Em tempos de Coringa: Delírio a Dois (2024), que segue em cartaz nos cinemas, o Domingo Maior, da RBS TV, destaca a encarnação definitiva do vilão. A partir da 0h05min desta segunda-feira (14), exibe Batman: O Cavaleiro das Trevas (The Dark Knight, 2008), de Christopher Nolan.
Diferentemente do que sugere o título, este é um filme do Coringa, muito antes do filme Coringa (2019). Quem começa dando as cartas é justamente o vilão, em interpretação tão magnética e tão ofuscante de Heath Ledger que permite comparar com o Marlon Brando de Uma Rua Chamada Pecado (1951) ou Apocalypse Now (1979). Por sua vez, a primeira aparição do Homem-Morcego chega a ser chocha, apesar de Christian Bale imprimir a voz grave e tenebrosa que o personagem dos quadrinhos pede.

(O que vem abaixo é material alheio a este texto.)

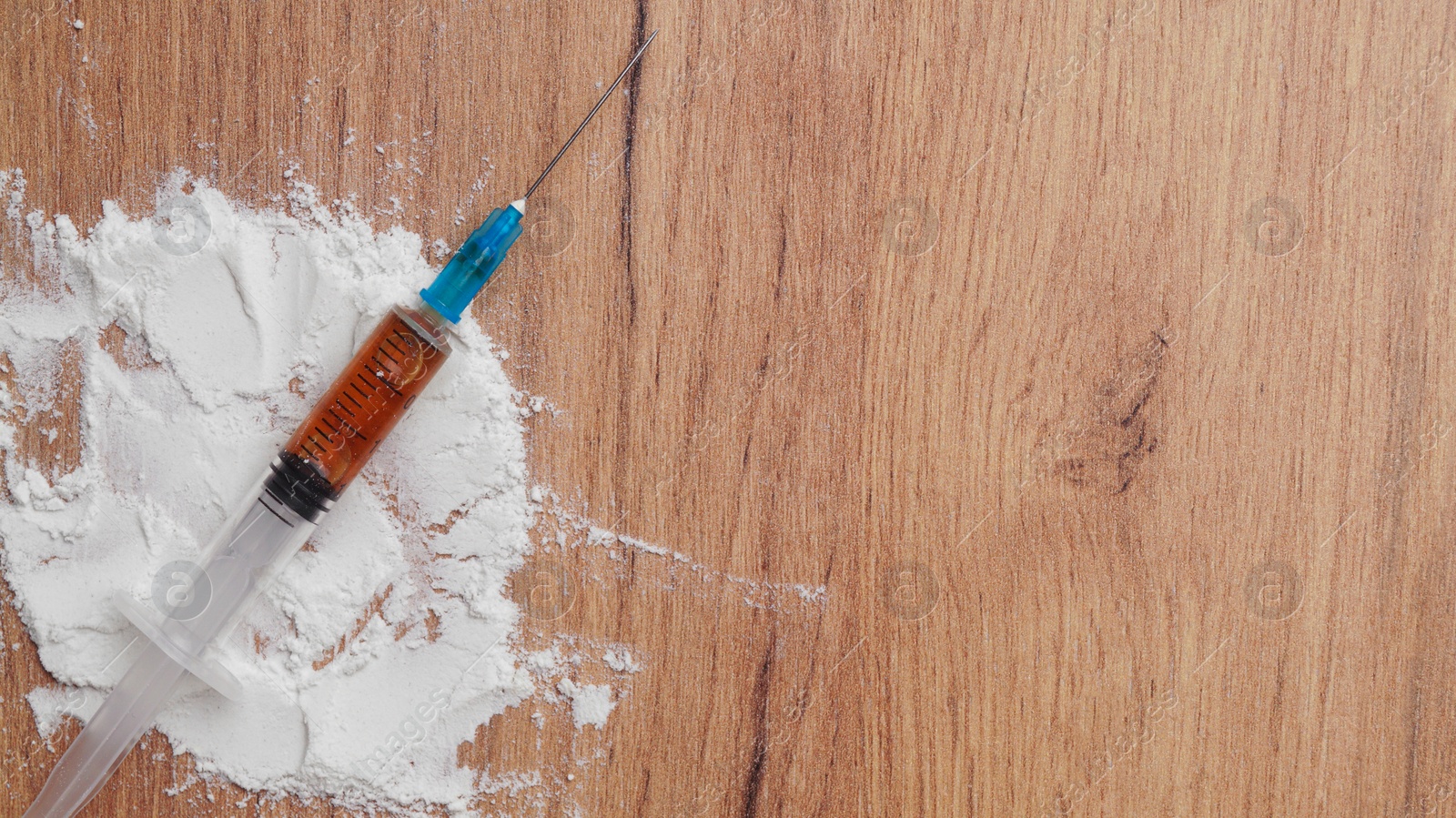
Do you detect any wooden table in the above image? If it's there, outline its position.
[0,0,1456,816]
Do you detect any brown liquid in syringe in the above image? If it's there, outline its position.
[284,313,449,496]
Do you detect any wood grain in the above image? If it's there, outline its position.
[0,0,1456,816]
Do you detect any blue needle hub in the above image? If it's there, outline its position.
[420,199,526,323]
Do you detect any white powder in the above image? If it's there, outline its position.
[556,678,617,729]
[0,173,556,813]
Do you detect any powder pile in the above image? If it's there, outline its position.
[0,175,561,813]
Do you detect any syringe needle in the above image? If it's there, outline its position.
[521,29,660,201]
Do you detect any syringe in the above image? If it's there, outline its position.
[24,31,657,818]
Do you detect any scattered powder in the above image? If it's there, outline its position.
[602,651,642,672]
[0,170,585,815]
[556,678,617,729]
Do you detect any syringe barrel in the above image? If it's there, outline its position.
[122,295,450,683]
[267,304,450,521]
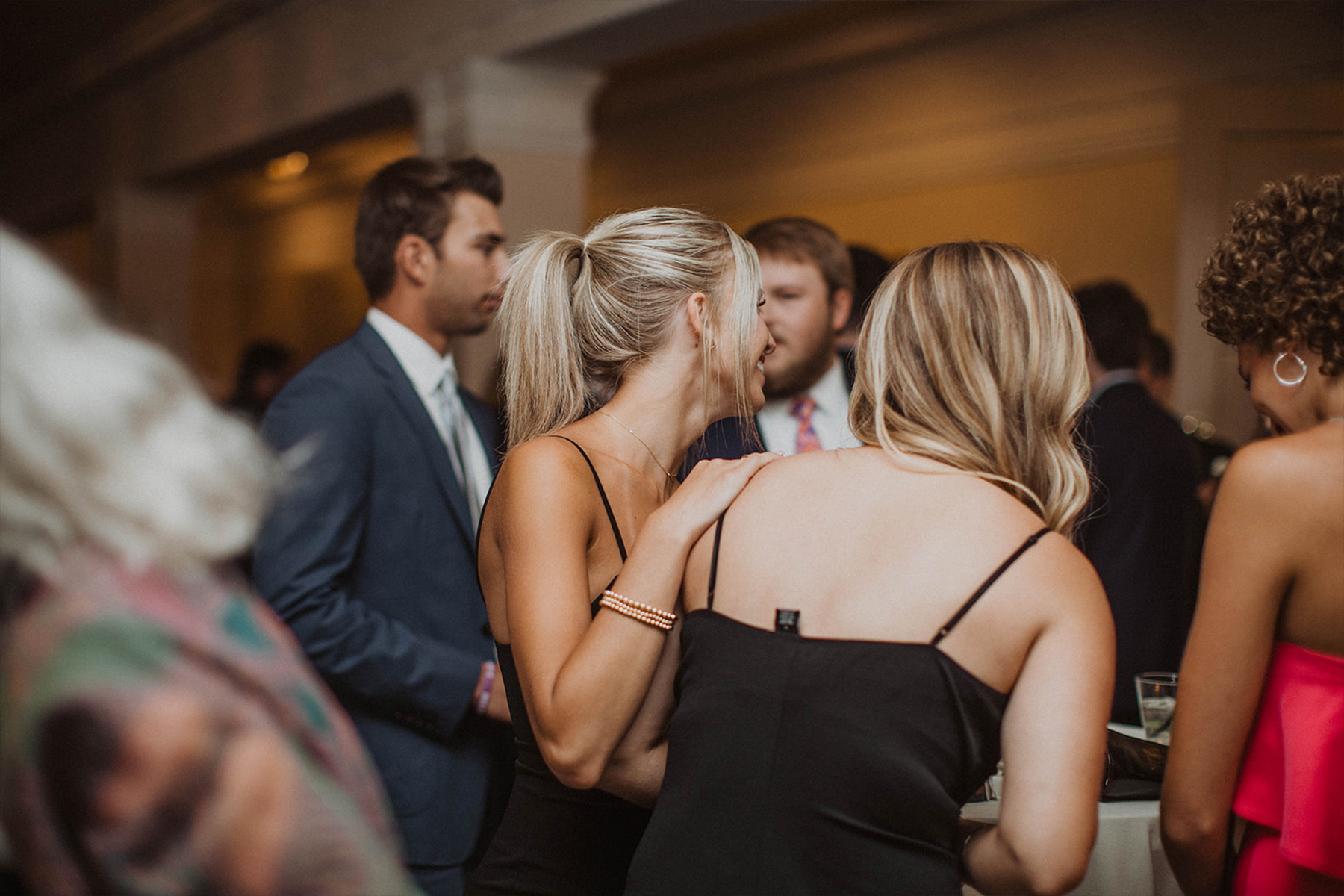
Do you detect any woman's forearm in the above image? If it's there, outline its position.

Nolan dirigiu um pesadelo sombrio e vertiginoso. Mais acelerado — e mais coeso — do que Batman Begins (2005), O Cavaleiro das Trevas estabeleceu um novo paradigma para o gênero ao conjugar ação e reflexão. Entre combates corporais e perseguições automobilísticas, entre exibições de bat-utilidades e explosões de prédios, discutem-se temas perenes (o que é um herói e o que separa o Bem do Mal, por exemplo) e dilemas modernos (como os riscos de combater o crime com extremismo).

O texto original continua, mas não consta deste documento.